C’est l’été, sa torpeur s’étend aux errances d’adolescents, comme parachèvement des gros travaux de leurs constructions identitaires. Rétrospectivement, comme souvent, on note de cette prime saison les erreurs fondatrices, avec ce constat intuitif que les dire c’est les corriger d’une certaine manière, et de constater surtout que ces «errata» ont pour étymologie la «chose où l’on a erré». Ils/nous étaient/étions aveuglés ; l’éblouissant soleil estival en était moins la cause que l’excuse facile et inconsciente.

L’état torpide n’a mis en sommeil que l’intelligence, alors elle-même bourgeonnante.

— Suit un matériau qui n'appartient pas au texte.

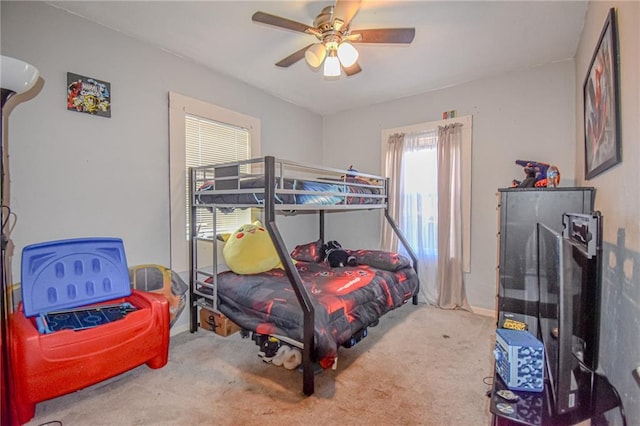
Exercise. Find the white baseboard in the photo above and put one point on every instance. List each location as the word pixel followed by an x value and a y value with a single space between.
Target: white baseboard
pixel 484 311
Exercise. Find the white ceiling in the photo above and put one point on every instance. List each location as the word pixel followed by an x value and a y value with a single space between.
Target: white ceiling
pixel 455 42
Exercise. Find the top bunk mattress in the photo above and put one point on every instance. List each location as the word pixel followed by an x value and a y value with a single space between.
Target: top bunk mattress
pixel 349 191
pixel 293 185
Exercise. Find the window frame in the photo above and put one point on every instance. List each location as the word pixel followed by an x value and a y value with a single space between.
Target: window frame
pixel 179 107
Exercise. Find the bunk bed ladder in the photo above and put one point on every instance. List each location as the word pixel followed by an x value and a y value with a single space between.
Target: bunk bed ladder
pixel 401 237
pixel 294 277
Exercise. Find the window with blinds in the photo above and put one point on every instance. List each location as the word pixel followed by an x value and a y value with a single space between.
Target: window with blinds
pixel 211 142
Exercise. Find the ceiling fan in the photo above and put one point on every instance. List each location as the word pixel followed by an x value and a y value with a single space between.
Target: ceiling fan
pixel 332 28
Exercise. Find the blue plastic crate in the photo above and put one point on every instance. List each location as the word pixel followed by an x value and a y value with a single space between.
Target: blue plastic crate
pixel 65 274
pixel 520 360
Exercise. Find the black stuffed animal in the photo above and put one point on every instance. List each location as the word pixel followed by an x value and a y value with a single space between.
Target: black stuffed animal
pixel 336 256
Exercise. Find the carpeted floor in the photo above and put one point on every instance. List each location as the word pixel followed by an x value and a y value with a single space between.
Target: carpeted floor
pixel 419 366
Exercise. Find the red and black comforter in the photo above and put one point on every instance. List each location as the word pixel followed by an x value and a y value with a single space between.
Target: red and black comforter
pixel 345 299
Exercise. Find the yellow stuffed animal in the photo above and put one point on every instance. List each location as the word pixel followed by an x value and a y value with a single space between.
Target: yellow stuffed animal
pixel 249 250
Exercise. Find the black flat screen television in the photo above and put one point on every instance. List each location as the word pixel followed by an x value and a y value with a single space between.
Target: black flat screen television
pixel 569 307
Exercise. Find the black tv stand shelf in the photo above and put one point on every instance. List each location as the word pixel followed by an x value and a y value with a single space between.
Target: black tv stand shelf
pixel 535 409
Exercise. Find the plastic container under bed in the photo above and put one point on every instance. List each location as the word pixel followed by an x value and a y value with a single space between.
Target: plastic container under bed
pixel 79 321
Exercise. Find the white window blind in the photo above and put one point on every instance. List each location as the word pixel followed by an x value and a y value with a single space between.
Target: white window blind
pixel 211 142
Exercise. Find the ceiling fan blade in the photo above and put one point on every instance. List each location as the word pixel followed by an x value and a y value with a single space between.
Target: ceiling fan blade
pixel 353 69
pixel 294 57
pixel 345 10
pixel 277 21
pixel 383 35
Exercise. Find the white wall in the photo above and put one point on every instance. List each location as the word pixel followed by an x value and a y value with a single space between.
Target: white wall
pixel 77 175
pixel 526 115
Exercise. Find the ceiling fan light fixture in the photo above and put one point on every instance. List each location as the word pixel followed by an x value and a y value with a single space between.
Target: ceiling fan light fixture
pixel 348 54
pixel 332 65
pixel 315 54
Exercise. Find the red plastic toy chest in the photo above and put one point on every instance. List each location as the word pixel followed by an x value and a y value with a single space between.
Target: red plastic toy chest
pixel 69 274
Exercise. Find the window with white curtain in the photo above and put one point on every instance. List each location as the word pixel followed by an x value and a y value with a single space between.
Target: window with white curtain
pixel 410 159
pixel 420 195
pixel 210 142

Pour le reste, à force de rêver, de se projeter dans des avenirs possibles — à la fois inaccessibles et semblants au seuil, dans une incohérence d’histoires sans scénarii les assimilant au demi sommeil, à celui des paradoxes — on confond cette érection permanente pour cause de surproduction hormonale, à celle dite matinale incitant à dormir sur le ventre pour prolonger un dodo, dans cette couette de l’enfance, en lambeaux par muance. L’été, à ces âges, évite donc surtout de grelotter.

Finalement (au début), ils trouvent un objet dur et long à brandir, un pistolet anglais de la seconde guerre mondiale et ses six munitions cachées par une grand-mère. Nous sommes en Allemagne de l’Est en 1980, de l’autre côté d’un mur qui est moins de nature géopolitique et qu’il s’agira de franchir pour atteindre ce qui semble des libertés vues d’enfance.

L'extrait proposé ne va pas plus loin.